Tor
Various methods exist for tracking a user’s Internet activities. Websites, service providers, law enforcement, and intelligence agencies can determine what a user is doing online if they monitor network traffic and create activity logs. One way for users to avoid such surveillance is by using anonymity software to hide their locations and activities. Tor is one such piece of software.
Video Lecture
Anonymity on the Internet
Online activities generate logs that can be used to determine what sites a person visits. On each site, server logs record what actions a person takes. By using server logs alone, it is possible to associate an Internet Protocol (IP) address with a particular login and/or a set of actions taken on a website. By associating the IP address with an individual subscriber, logs maintained by the Internet Service Provider (ISP) can be used to link online activities to a specific location. A search of the computer(s) at that location can then link the activities to a unique individual. If encryption (HTTPS) is not used, the individual’s activities also can be viewed at the time of initial intercept, as shown in Figure 1.
It is difficult to stay anonymous online, as most sites implement tracking technologies that are specifically designed to link activities to individuals. If a website knows the identity of a person accessing a service, it becomes easier to target that individual with advertising that is customized for the person’s individual interests. Advertising technology companies work with various commercial websites to try to collect as much data as possible about individuals, including sensitive personal information.1
Some sites actively encourage users to share information, which is then assimilated into the advertising databases. For example, social media websites are engineered to extract information from their users, most of whom voluntarily supply copious details about themselves. When these data are coupled with logging and tracking data, it becomes easy to relate a person’s online identity to that individual’s real-life identity. Sites may attempt to reassure users with privacy policies and encrypted connections, but the net effect on monitoring a user’s browsing habits is that only the contents of the connections are protected. As shown in Figure 2, both the user’s service provider and third parties can still determine where the user is going on the Internet, even if the exact details of the connection are hidden.
One might wonder why a person would want anonymity online in an age where people are used to sharing lots of data. While it is true that criminals have an obvious need for anonymity, there are some legitimate reasons for a law-abiding citizen to want to stay anonymous. For example, if a person simply wishes to avoid being tracked across the Internet by large corporations, an anonymity system can increase personal privacy. It is one approach to escaping the “filter bubble” of search results that major search engines create as they adapt to the user’s search history.

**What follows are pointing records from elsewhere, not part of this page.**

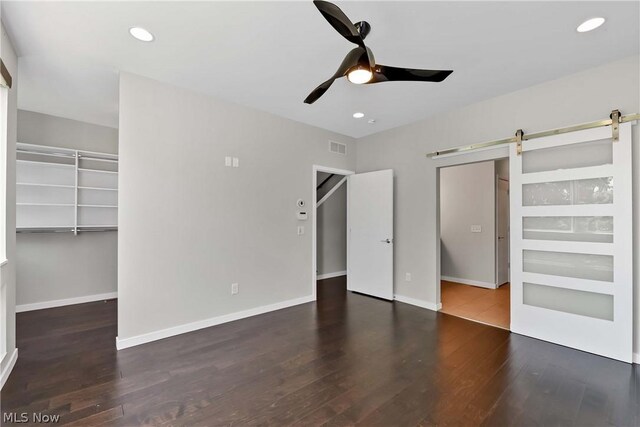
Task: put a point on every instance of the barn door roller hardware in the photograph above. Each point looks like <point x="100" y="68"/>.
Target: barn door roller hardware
<point x="519" y="135"/>
<point x="614" y="121"/>
<point x="615" y="125"/>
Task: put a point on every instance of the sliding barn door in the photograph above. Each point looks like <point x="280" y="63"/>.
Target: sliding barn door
<point x="571" y="241"/>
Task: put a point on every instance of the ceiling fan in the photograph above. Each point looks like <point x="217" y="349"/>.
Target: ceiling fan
<point x="359" y="65"/>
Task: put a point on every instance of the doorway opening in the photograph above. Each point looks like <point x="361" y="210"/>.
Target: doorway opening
<point x="474" y="238"/>
<point x="329" y="215"/>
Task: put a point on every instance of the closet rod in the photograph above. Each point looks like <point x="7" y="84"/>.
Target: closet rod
<point x="46" y="149"/>
<point x="64" y="230"/>
<point x="96" y="159"/>
<point x="45" y="153"/>
<point x="526" y="137"/>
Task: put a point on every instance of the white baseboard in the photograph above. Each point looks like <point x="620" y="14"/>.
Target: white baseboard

Such anonymity could be beneficial for a person conducting research into a sensitive subject, such as a major illness, that the individual might not want incorporated into their regular search history.
Outside the United States, anonymity online could easily become a life or death situation for a person. In some countries, anonymity networks provide the only quasi-safe means of transferring information out of the country. Repressive, totalitarian regimes might otherwise successfully suppress reports of human rights violations. Furthermore, our own intelligence services may operate in such countries, or in countries in which the consequences of discovery could be dire. An anonymity network may be used to conceal such operations, using traffic from regular members of the public as a cover to prevent discovery based upon use of the anonymity network alone.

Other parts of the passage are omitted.